ADOTAS – We like to think of ourselves as a progressive species, and in our defense, at times we certainly can be. What we don’t like to admit, however, is that while we are always moving forward, we sometimes struggle to break away from the training wheels of outdated technology. There is a reason that things like personal checks and Hotmail accounts and Blockbuster Video still exist: People like to cling to the things they know. Perhaps nowhere is this better exemplified in today’s tech landscape than in the debate between native apps and mobile websites.
Anyone who has dipped a toe into the waters of mobile technology should by now realize that mobile is already in the midst of one of the fastest-moving technological revolutions we have ever seen. Despite the incredible things that are now possible on the mobile web, many businesses and agencies are still dead-set on sticking to a technology of five years ago — the app. While the app market may be enormous, and users may feel safe in its arms, the opportunities the mobile web presents should be more than enough to convince the world to end its app love affair.
The appeal of apps has long been convenience. Apps are easy to navigate and conveniently accessible. What many people don’t realize, however, is that mobile web designers are now optimizing mobile sites to mirror the same smooth navigation and action-driven content that apps bring. The difference, of course, is that mobile sites do not need to be downloaded or constantly updated by the user. Providers can simply update content to their mobile sites, and users will have instant access without having to jump through any hoops or be asked to go through an annoying payment process.
Beyond the convenience of accessing mobile websites is the obvious benefit of not having to store anything on your smart device. Apps clog up memory and data on users’ devices, while mobile sites can simply be accessed through a browser and hosted on the cloud. This also means users can access mobile sites from any device, versus having to download an app to each device they own, and with many users accessing the web from multiple devices, this makes a huge impact.

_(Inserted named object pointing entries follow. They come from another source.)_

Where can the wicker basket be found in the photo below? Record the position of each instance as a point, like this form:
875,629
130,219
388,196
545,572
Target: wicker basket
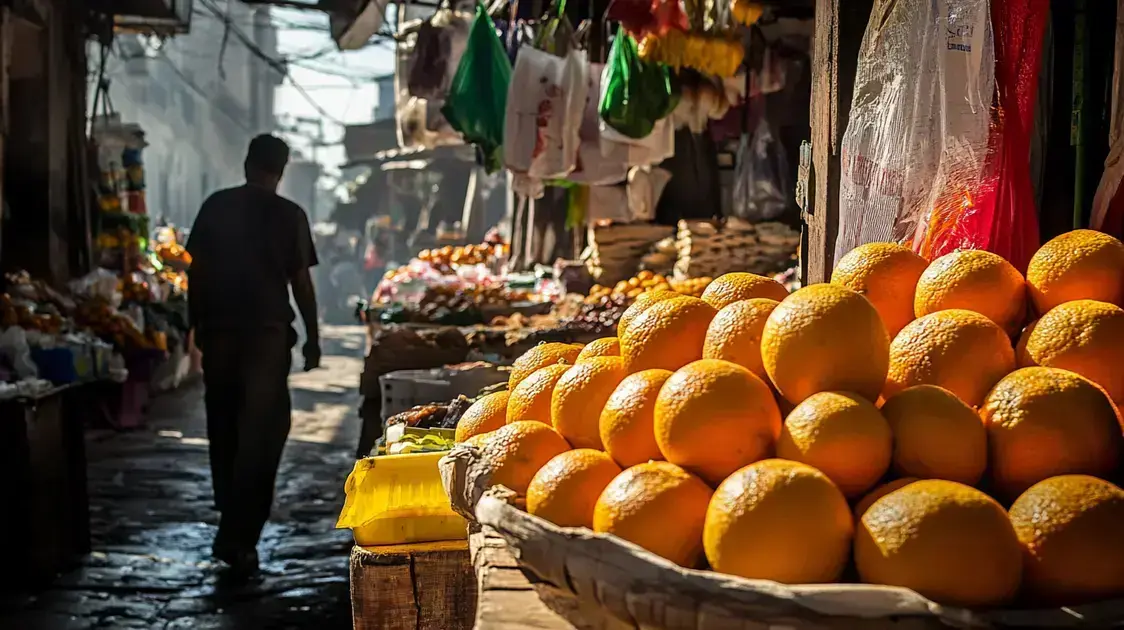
616,584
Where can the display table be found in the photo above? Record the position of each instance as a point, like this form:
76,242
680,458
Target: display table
507,600
44,491
423,586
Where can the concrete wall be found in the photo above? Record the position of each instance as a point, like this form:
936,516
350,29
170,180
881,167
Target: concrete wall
198,115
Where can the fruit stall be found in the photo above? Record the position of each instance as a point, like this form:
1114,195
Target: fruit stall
922,432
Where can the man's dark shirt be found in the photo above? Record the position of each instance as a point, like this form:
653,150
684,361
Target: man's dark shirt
246,246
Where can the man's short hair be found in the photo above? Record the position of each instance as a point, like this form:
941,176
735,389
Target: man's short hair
268,153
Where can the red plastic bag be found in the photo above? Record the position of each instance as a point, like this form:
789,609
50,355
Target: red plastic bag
1000,216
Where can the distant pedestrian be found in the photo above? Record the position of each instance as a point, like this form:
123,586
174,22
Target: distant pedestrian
248,245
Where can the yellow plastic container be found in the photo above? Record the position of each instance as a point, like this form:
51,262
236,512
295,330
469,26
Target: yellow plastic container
398,500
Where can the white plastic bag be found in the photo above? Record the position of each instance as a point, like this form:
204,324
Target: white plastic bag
544,109
919,117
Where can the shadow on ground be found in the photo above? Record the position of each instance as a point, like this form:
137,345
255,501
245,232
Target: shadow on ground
152,522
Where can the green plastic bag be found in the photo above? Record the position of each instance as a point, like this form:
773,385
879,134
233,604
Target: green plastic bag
478,97
636,93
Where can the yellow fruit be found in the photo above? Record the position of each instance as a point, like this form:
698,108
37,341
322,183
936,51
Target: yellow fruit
761,513
734,334
531,399
1043,422
879,492
667,335
659,506
606,347
540,357
841,434
740,286
973,280
1072,541
886,273
579,397
825,338
961,351
627,421
516,451
713,417
642,303
564,491
935,435
487,414
948,541
1079,264
1082,336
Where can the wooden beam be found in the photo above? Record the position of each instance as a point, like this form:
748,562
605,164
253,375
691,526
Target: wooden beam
840,27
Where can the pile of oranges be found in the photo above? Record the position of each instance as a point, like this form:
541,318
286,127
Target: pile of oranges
949,426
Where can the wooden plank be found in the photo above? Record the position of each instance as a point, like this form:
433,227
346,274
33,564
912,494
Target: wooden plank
840,26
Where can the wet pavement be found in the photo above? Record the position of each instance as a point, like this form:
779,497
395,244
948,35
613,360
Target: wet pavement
152,521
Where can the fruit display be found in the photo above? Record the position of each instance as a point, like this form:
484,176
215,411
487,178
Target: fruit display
795,438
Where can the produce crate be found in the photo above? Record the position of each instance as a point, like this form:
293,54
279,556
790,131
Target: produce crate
426,586
597,581
398,498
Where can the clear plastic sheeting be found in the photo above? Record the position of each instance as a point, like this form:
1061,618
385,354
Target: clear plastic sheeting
917,136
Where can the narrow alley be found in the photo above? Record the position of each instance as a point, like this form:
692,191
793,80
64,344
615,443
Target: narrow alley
153,520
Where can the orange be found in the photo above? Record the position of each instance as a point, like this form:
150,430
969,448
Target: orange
935,435
487,414
480,440
886,273
579,397
842,434
516,451
1082,336
734,334
948,541
824,338
531,399
739,286
667,335
659,506
973,280
961,351
763,512
713,417
1079,264
540,357
606,347
1043,422
642,303
627,420
873,495
1072,543
565,491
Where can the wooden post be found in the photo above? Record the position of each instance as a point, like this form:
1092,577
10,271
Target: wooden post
835,56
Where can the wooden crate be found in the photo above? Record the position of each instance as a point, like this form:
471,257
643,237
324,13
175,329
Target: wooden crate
424,586
507,599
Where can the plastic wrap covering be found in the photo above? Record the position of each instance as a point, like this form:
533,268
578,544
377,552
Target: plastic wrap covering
917,136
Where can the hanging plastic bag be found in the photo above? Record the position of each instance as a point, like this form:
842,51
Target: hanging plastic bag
543,114
478,96
1000,216
634,93
917,135
592,167
761,177
1108,203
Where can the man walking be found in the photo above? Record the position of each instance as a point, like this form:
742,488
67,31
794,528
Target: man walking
247,246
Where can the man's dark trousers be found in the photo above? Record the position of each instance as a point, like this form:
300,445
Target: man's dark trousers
248,416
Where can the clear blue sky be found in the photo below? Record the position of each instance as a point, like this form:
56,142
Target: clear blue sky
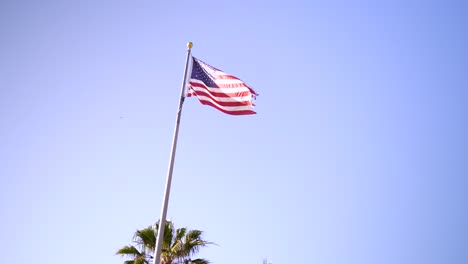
358,153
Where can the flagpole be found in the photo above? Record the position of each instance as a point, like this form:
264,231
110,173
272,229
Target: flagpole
162,219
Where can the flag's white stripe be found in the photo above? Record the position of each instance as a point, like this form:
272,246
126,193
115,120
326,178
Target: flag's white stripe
222,90
247,98
227,108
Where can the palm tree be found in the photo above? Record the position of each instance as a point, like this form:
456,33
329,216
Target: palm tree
177,248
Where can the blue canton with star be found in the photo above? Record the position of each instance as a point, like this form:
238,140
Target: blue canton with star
199,73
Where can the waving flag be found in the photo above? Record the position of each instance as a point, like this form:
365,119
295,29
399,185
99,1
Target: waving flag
220,90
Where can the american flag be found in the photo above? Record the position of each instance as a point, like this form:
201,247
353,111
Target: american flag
220,90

Apps may have huge appeal to users, but ask any developer, and he will convey the very opposite emotion. Not only are apps extremely complicated and frustrating to develop, they are also very costly and are usually device-specific. This means having to go through the entire development process for each platform that will run the app. Mobile web building technology makes building mobile-optimized sites extremely convenient and possible without devoting huge amounts of time and money. After the design and development is complete, mobile sites can also be launched instantly and integrated with desktop sites, versus apps that need to be put through a long approval process with the market provider (i.e, Apple or Android).
The one major appeal of apps that may still have an edge over mobile optimized sites is the ability to push messaging. This gives advertisers and app providers the ability to directly send messages and ads to a user’s device via alerts. While mobile websites can utilize things like location-based technology and near-field communications just as apps can, they do not yet have the capabilities to link these to messaging. What mobile sites can do, however, is take advantage of opt-in communications like SMS and email messaging. This means that users can choose their level of communication versus getting bombarded with annoying alerts that tend to only be off-putting.

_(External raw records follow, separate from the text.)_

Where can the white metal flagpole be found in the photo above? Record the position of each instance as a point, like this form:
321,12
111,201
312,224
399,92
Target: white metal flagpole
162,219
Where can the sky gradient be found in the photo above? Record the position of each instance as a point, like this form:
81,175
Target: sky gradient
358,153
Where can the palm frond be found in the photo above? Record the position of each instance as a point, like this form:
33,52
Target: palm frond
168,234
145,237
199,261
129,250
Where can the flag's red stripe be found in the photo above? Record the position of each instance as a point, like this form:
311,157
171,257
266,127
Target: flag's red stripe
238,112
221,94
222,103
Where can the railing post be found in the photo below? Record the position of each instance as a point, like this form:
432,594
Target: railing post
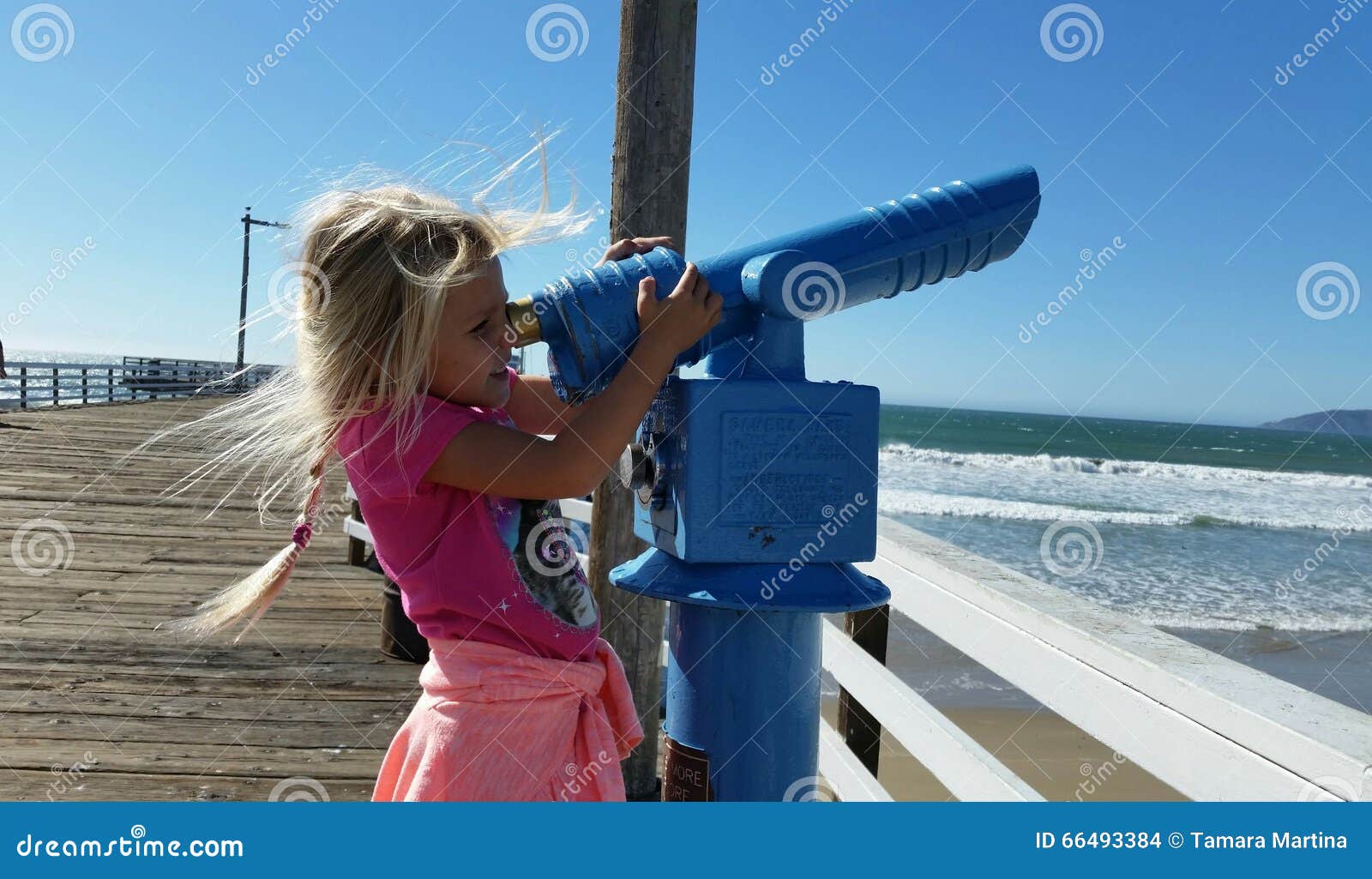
862,732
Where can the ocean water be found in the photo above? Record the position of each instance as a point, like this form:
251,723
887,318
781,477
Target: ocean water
1195,527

So, the question remains: Are apps on their way out the door? Well, while I wish the answer were yes, the far more likely answer is, not quite yet. The app market simply makes too much money for companies like Apple and Google, and now Facebook has thrown its hat in the ring as well. In the coming years, however, don’t be surprised to see a major shift in the makeup of the common app, with many developers leaning on mobile web technology, much the way LinkedIn has done with its new iPad app. As more and more apps begin to utilize the mobile web, I can see us getting to a point where web app and mobile site are one and the same, and with any luck, soon thereafter the native app will finally be put to rest.